Néolibéralisme et bureaucratie, Sous la direction de Béatrice Hibou

Néolibéralisme et bureaucratie
Sous la direction de Béatrice Hibou
La Découverte
2013

Présentation de l'éditeur
L'objectif de ce travail collectif est d'analyser la signification politique et sociale des nouvelles formes de bureaucratisation par les normes et les procédures. Ce défi est mené à travers des exemples hétérogènes, qui s'ancrent dans des situations nationales ou régionales allant de l'Afrique, à l'Europe en passant par les États-Unis, le Maghreb et le Proche-Orient. Ils traitent des procédures techniques (analyse du management, des chiffres, des études économiques, du droit, des manuels de procédure), de la mise en oeuvre concrète de croyances idéologico-politiques (analyse de la participation, de l'empowerment, de la construction du consensus) et de dynamiques sociales (analyse des imaginaires politiques, du traitement des migrants, du capitalisme, du religieux, de la propriété intellectuelle).
Centré sur la bureaucratisation comme problématique légitime du politique et comme lieu privilégié des conflits et des luttes sociales, cet ouvrage est structuré autour de deux grandes lignes.
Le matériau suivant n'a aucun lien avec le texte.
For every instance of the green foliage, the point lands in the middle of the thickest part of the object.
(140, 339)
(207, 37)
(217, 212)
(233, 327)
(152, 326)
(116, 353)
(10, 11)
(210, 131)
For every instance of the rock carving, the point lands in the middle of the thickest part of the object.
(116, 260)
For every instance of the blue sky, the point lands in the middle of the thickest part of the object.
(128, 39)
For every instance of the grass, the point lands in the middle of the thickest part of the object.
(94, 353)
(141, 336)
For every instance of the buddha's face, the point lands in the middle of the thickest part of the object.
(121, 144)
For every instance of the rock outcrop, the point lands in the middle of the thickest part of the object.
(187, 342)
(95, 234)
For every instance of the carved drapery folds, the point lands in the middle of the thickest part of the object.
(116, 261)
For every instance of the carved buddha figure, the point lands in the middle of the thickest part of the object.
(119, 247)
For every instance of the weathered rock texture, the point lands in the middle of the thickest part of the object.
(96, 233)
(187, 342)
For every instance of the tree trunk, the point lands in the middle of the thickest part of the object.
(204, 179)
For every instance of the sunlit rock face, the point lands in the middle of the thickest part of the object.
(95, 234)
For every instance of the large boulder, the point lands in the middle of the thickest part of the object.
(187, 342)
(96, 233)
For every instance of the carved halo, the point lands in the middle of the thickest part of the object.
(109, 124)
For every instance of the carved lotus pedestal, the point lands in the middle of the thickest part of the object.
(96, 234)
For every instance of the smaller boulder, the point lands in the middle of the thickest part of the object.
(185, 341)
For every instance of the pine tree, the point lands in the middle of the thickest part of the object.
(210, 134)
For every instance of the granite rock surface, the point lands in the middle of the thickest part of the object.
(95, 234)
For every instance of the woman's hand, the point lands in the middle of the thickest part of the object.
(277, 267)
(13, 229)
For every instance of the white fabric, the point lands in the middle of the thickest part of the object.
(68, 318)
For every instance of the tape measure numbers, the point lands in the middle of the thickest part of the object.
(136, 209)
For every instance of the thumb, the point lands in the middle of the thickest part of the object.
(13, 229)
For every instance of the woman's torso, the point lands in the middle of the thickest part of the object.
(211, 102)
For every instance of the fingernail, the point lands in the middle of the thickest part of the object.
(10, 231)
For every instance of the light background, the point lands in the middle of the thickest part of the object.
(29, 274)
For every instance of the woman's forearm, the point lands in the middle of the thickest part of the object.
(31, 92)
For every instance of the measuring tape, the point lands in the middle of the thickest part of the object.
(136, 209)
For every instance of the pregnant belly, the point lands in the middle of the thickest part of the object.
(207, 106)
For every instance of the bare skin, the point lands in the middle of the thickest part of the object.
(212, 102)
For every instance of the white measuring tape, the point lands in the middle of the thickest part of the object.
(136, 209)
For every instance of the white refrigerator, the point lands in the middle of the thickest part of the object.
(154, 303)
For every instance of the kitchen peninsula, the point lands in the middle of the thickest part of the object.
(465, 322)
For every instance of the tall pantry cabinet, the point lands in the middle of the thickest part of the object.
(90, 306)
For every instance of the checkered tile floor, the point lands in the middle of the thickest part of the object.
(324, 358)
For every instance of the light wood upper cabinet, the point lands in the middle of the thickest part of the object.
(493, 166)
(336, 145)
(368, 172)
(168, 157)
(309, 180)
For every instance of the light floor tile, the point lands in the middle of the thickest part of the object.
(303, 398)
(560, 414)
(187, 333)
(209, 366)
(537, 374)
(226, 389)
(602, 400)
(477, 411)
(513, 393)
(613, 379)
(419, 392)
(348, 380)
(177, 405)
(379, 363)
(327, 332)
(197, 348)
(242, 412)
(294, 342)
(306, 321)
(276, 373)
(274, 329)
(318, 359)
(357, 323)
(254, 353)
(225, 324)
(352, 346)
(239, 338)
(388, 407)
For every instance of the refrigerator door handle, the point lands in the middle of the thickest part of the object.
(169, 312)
La première a trait aux "arts de faire" bureaucratiques : le processus de bureaucratisation passe par un système de savoirs et de savoir-faire considérés comme les "bonnes manières" à suivre et qui s'institutionnalisent dans des normes, dans des procédures, dans des programmes.
Ces derniers sont destinés à éduquer individuellement les clients, les travailleurs et les consommateurs, mais aussi bien les entrepreneurs en herbe, les fonctionnaires ou le personnel religieux La seconde est celle du langage, entendu tout à la fois comme modalité d'énonciation du politique par un lexique et une terminologie qui produisent des effets, mais aussi comme expression de l'imaginaire politique et de son économie politique.
La bureaucratisation apparaît ainsi comme l'un des répertoires dominants de la médiation politique, l'un des principaux référentiels autour duquel les relations sociales, les conflits et les négociations se nouent, les inégalités et les exclusions se jouent, créant ainsi un système collectif de représentation du réel.  
Béatrice Hibou est directrice de recherches au CNRS (rattachée au Centre d’études et de recherches internationales – Sciences Po). Elle est l’auteur de plusieurs livres, dont, à La Découverte, La Force de l’obéissance (2006), Anatomie politique de la domination (2011) et La Bureaucratisation du monde à l’ère néolibérale (2012).